First, we are actively working with the AIA, USGBC, ASHRAE, and Architecture 2030 to define what the baseline measurements will be for “getting to fifty.” The organizations hope to release a joint statement soon regarding this matter.

Second, we have completed along with AIA, USGBC and ASHRAE Advanced Energy Design Guides for small office and small retail buildings. These guides, intended as companion "above code" documents for ANSI/ASHRAE/IESNA Standard 90.1-1999, demonstrate how these buildings may be built 30% more energy efficient than the standard. We are also working on two additional guides for warehouses and schools.

Third, IES, ASHRAE, and USGBC are working on Standard 189. The proposed Standard 189, Standard for the Design of High-Performance Green Buildings Except Low-Rise Residential Buildings, will provide minimum requirements for the design of sustainable buildings to balance environmental responsibility, resource efficiency, occupant comfort and well-being, and community sensitivity. Using USGBC's LEED Green Building Rating System, which addresses the top 25% of building practice, as a key resource, Standard 189P will provide a baseline that will drive green building into mainstream building practices.

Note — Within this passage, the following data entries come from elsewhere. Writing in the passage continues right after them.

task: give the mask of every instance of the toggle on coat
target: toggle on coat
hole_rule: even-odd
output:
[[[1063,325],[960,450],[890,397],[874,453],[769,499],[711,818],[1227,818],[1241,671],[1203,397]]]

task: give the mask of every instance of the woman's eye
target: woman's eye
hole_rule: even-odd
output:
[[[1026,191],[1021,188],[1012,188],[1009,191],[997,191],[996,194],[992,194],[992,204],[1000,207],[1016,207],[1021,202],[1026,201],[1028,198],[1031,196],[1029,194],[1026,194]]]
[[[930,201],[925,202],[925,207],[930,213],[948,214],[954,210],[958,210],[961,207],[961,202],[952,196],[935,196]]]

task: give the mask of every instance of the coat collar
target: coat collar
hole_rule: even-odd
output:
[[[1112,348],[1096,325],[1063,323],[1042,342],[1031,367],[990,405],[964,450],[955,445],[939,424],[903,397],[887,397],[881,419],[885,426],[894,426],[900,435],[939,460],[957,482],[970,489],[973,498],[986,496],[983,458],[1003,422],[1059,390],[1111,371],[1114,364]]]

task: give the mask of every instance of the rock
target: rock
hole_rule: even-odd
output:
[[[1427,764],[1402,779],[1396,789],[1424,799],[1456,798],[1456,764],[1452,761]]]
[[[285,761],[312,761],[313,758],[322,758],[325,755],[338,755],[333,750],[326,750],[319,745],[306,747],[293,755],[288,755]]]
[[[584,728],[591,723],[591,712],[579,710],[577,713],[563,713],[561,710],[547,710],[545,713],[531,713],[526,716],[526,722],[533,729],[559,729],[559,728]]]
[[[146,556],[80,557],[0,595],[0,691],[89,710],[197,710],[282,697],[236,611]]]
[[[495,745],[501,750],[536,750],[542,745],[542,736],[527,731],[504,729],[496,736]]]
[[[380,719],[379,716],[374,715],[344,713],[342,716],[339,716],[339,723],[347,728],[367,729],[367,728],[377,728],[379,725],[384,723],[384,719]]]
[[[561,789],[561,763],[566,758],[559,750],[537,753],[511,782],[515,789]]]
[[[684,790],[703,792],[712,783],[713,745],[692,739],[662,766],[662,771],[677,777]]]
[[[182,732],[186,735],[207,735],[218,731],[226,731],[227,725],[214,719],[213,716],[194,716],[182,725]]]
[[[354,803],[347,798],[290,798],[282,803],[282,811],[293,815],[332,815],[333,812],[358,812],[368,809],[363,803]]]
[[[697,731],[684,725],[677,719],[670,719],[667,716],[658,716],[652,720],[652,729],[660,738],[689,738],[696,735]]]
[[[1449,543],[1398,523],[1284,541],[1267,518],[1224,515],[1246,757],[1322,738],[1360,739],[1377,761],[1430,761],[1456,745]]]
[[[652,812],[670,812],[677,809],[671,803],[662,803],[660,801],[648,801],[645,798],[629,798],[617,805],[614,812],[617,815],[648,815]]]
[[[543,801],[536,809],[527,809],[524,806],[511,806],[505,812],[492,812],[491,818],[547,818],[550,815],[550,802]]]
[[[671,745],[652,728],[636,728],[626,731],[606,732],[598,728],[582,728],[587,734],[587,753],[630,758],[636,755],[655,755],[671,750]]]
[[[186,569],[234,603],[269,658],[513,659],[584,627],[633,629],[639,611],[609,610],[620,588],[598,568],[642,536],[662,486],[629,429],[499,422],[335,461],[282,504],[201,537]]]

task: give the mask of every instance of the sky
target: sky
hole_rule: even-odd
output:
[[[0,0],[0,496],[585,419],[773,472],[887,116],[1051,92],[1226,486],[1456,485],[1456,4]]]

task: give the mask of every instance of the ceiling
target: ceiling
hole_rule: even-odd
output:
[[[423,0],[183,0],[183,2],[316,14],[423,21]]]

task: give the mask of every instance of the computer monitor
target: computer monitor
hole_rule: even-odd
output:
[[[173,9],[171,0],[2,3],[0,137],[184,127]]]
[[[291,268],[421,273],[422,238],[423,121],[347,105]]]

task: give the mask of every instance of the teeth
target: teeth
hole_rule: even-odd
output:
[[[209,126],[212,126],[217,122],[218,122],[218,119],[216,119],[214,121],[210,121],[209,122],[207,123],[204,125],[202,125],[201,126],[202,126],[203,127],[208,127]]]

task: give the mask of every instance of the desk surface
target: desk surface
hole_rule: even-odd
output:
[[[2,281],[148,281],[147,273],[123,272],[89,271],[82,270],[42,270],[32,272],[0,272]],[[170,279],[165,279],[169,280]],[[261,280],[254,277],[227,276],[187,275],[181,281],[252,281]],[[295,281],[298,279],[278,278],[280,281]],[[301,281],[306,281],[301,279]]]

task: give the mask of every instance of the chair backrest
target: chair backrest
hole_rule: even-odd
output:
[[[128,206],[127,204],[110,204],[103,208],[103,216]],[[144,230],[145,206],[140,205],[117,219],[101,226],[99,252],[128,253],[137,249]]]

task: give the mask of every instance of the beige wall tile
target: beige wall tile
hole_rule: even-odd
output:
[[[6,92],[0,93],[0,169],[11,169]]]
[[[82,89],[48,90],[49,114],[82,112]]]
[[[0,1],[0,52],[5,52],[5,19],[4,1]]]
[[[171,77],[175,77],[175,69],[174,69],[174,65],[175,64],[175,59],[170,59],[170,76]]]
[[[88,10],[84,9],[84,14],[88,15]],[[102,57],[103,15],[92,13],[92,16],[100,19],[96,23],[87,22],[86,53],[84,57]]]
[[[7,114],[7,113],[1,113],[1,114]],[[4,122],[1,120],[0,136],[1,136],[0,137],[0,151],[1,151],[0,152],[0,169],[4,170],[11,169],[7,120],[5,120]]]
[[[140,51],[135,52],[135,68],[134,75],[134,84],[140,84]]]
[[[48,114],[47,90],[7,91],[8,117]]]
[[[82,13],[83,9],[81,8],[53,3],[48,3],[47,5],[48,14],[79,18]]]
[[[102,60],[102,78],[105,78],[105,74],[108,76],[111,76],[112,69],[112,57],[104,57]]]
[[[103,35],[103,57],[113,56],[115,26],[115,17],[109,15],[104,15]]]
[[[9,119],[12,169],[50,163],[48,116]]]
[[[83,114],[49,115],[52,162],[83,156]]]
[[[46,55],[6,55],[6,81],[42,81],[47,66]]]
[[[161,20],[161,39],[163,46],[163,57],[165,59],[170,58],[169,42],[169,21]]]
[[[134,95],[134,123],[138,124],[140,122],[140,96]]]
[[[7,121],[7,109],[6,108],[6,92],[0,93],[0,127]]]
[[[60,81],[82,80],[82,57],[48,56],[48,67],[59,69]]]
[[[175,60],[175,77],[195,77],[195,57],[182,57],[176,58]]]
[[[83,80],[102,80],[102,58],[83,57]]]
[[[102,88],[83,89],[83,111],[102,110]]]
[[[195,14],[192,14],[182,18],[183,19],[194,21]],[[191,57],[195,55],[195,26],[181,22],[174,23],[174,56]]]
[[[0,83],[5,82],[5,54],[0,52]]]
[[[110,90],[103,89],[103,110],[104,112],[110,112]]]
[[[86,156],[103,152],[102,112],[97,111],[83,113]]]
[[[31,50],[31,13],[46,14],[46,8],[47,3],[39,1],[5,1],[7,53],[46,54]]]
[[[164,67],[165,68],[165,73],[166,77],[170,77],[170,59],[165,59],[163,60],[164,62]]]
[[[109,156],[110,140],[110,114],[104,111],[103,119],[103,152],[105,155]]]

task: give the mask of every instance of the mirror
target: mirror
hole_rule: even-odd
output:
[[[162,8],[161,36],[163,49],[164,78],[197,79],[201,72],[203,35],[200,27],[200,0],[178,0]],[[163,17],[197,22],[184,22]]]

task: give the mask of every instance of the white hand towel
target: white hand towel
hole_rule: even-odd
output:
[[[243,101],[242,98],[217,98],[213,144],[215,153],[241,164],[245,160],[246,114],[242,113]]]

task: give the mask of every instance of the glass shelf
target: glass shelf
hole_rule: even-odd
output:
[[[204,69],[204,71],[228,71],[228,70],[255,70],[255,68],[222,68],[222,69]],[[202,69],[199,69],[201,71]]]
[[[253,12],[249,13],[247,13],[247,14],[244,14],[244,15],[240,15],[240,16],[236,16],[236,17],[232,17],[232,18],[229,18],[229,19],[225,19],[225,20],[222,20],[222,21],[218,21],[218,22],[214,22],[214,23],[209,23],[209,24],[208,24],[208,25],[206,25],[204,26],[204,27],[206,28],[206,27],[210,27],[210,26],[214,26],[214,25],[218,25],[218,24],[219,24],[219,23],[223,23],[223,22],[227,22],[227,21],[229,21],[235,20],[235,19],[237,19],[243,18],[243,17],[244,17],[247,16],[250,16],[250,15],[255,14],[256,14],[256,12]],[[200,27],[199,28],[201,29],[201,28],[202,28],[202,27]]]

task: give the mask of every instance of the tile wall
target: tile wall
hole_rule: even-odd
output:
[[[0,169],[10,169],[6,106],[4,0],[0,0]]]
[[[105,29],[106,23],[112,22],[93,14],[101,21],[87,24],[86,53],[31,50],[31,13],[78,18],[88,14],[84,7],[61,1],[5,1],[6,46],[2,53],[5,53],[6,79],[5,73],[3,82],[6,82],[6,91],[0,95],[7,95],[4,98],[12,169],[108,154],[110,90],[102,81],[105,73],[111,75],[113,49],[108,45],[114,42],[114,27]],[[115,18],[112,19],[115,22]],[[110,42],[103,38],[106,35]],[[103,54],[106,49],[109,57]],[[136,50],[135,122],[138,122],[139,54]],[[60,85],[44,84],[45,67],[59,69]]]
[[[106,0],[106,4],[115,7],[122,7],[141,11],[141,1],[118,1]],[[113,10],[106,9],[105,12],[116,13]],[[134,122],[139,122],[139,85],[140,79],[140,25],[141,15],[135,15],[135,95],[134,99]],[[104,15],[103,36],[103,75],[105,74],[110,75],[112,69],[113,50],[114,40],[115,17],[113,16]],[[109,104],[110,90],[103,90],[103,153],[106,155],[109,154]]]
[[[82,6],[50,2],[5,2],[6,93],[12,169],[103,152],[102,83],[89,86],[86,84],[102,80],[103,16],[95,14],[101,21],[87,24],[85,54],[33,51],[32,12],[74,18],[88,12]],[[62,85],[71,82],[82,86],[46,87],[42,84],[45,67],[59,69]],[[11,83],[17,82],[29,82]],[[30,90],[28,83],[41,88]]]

Fourth, the IESNA is hosting a symposium in St. Louis, Mo. November 2-3, 2007, entitled, “Quality Lighting in A Green World.” The purpose will be to explore the future of the lighting profession. Owners and designers will present case studies from the office, retail and public sectors on what state-of-the-art is in creating buildings that are environmentally responsible and sustainable. At this day-and-a-half symposium we will examine the current state of lighting technology and then challenge the industry with what future needs will be in order for us, as professionals, to deliver truly integrated high performance buildings.

So as you can see I believe the IESNA is leading by actually creating documents that designers can use to get to goals that others are promoting. We are discussing even more initiatives in this area and how we can work with the organizations to accelerate the dialogue.

Hope this helps explain what the IES is doing in the areas you mentioned in your article.